On October 12, ICE cotton futures opened higher and moved lower. The main contract once again fell below 85 cents/pound, once hitting the limit (low 84.25 cents/pound), and closed at 84.86 cents/pound in late trading. The decline reached 4.07%.
According to industry analysis, ICE suddenly plunged sharply, catching funds and bulls off guard, and there was a “trampled” situation. On the one hand, although institutions, speculators, and cotton-related companies generally predict that the October USDA report will lower the 2022/23 US cotton production (it is indeed lowered by 20,000 bales from the September report, and is expected to be 13.81 million bales, the decrease is significantly lower than (expected by all parties), but global cotton consumption has also been significantly reduced by 660,000 tons, and ending stocks have increased by 679,000 tons. The negatives are obviously greater than the positives; on the other hand, the voice of the Federal Reserve to continue to aggressively raise interest rates in November has increased, and ICE is under pressure. Fed Governor Bowman said that if there are no signs of downward inflation, it is still possible to raise interest rates significantly, fully supporting the Fed’s previous 75 basis point interest rate increase. The federal funds rate needs to rise to restrictive levels and stay there “for some time.” The Chicago Mercantile Exchange’s “Fed Watch” shows that the probability of the Fed raising interest rates by 50 basis points in November is 15.2%, and the probability of raising interest rates by 75 basis points is 84.8%. Of course, the decline in crude oil, energy, wheat futures, etc. also contributed to the sharp correction in ICE’s market.
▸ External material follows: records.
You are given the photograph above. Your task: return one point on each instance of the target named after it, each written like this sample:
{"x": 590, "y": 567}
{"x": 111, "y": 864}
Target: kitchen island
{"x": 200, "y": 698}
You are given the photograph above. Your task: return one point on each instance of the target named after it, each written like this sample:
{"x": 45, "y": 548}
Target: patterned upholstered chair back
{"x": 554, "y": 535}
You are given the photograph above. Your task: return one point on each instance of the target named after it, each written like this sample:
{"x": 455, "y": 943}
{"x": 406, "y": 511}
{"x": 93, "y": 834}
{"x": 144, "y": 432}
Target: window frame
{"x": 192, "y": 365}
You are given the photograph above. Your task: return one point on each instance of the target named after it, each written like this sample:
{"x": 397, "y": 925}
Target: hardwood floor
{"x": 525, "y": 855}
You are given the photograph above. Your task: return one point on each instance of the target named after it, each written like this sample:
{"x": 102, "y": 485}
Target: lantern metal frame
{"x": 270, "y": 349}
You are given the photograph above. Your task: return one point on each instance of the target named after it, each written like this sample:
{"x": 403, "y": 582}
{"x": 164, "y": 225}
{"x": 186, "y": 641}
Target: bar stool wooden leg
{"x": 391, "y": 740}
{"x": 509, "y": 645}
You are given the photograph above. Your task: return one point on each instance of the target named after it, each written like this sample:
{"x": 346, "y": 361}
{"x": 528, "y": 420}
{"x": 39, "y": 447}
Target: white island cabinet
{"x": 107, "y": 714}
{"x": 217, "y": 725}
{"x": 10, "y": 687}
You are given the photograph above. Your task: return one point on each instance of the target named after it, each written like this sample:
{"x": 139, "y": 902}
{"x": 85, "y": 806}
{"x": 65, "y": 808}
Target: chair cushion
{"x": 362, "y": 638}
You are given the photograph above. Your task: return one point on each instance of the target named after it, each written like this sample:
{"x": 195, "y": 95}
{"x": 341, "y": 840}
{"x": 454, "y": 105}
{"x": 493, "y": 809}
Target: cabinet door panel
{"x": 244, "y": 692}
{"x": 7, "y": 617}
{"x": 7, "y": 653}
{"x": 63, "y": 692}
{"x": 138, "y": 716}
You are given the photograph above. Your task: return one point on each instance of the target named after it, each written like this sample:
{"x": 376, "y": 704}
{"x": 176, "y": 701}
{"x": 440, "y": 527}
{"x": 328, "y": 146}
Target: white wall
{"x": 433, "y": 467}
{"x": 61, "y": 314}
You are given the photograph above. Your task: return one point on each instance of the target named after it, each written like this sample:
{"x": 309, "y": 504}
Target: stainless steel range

Obviously, ICE was overly frightened by yesterday’s sharp decline. The risk of global economic recession has increased, cotton consumption expectations for 2022/23 have fallen sharply, which has led to bearish fundamentals. In addition, the escalation of the Russia-Ukraine war has triggered intensified geopolitical tensions and other factors. ICE The main contract’s oscillation range returned to 80-85 cents/pound.
Some cotton merchants and investors judge that whether it is from the perspective of weather reasons, low cotton prices triggering widespread resistance among farmers, slow sales of seed cotton, and steady rebound in other agricultural product futures; or in addition to China, Pakistan, Turkey, Bangladesh, and Vietnam Judging from the fact that various countries’ contract purchases of US cotton in 2022/23 are still very strong, ICE is still expected to stabilize at 85 cents/pound after a short period of panic adjustment, test upward and open the “skylight” of 90 cents/pound. The two-day correction may be just an “episode” in ICE’s rebound, and speculators still need to be cautious when pursuing short positions.